Трое суток я пробыл в сладком плену у Барби и не пытался из него вырваться.
Она как-то договорилась со старичком Костоломоффым, так что большую часть времени мы проводили в постели, выбираясь из нее, только чтобы поесть. Оказалось, что Барби вполне прилично стряпает. У плиты она ненадолго превращалась в матушку Барбару, но это меня уже не пугало. Я научился без труда вызывать обратное перевоплощение: достаточно было подойти к ней сзади, когда она стояла у плиты или резала салат, тихонько обнять, положить ей руку на грудь, как она начинала тяжело дышать и тут же с молниеносной быстротой стягивала с себя одежду.
Пожалуй, до этого я лишь раз в жизни видел, чтобы люди так быстро раздевались, — в первые свои солдатские дни, когда сержант-сверхсрочник с вылетевшей из моей головы хохляцкой, то ли Черненко, то ли Охрименко, фамилией выстраивал нас, новобранцев, возле палатки и свирепо командовал: «Тридцать секунд. О-о-т-бой!» Сбивая друг друга с ног, мы врывались в полумрак брезентового шатра, на ходу выпрыгивали из сапог и галифе, рвали через голову гимнастерки и с размаху летели на нары. Сержант неторопливо входил в палатку, и, если заставал хоть одного замешкавшегося в белых кальсонах возле нар, следовала команда «По-о-о-дъем!», и — все с начала.
Думаю, что Черненко-Охрименко остался бы доволен Барби: она ракетой вылетала из дизайнерски драных джинсов, бабочками вспархивали в воздух тишетка и трусики, мелькал до умопомрачения соблазнительный шоколадный зад, в который хотелось впиться зубами, и — она в койке. Какие там тридцать секунд — я не успевал и пуговицу на рубашке расстегнуть.
После такого отбоя мы забывали обо всем на свете, а потом ели обуглившиеся гамбургеры. Впрочем, ели их с отменным аппетитом — энергозатраты требовали компенсации.

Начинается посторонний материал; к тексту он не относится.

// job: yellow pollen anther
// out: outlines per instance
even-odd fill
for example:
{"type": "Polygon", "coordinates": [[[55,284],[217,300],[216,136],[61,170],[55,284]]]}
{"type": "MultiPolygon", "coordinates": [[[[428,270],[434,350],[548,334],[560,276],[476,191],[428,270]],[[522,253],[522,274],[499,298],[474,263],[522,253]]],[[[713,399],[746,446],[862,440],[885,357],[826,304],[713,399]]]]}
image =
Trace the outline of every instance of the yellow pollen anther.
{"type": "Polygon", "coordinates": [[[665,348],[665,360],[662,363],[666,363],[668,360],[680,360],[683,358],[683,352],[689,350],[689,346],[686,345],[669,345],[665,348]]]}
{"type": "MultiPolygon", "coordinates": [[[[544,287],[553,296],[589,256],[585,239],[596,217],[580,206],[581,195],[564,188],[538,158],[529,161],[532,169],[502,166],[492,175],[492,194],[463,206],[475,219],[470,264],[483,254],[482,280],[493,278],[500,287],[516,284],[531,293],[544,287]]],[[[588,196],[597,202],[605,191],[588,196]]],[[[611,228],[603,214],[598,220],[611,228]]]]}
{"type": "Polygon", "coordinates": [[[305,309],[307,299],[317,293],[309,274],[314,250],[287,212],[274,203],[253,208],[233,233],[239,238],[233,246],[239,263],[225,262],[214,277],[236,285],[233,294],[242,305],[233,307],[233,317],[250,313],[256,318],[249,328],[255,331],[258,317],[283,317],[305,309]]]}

Пару раз выходили на улицу — прикупить еды, выпивки, сигарет. Нагруженные пакетами, медленно шли по Барбиной авеню, жмурились от теплого осеннего солнышка, останавливались перед витринами. Потом нечаянно касались друг друга руками, переглядывались и бежали к себе, едва не роняя покупки.
Барби не была бы нью-йоркской девчонкой, а тем более черной девчонкой, когда бы хоть изредка не баловалась травкой, а я не был бы любопытным до всего нового московским мужиком, если бы удержался от соблазна попробовать. В общем, мы с Барби выкурили пару косяков. Сказать правду, ни капли кайфа я не словил, а может, эта капля просто растворилась в той радости, которую приносила мне Барби.
О нашем приключении с киднэппингом и стрельбой мы как будто забыли. Впрочем, однажды, когда Барби включила телевизор, чтобы посмотреть местные новости, мелькнули знакомые кадры: вэн с изрешеченным пулями стеклом и голова убитого на руле. Диктор коротко сообщил о происшествии на Рокэвей-Парк-Бич и добавил, что, по мнению полиции, имела место разборка между мафиозными группами, обстоятельства которой расследуются. Я не без иронии подумал, что основательно уже наследил в американских массмедиа, а Барби успокаивающе погладила меня по щеке: выкинь, мол, из головы. Я и выкинул.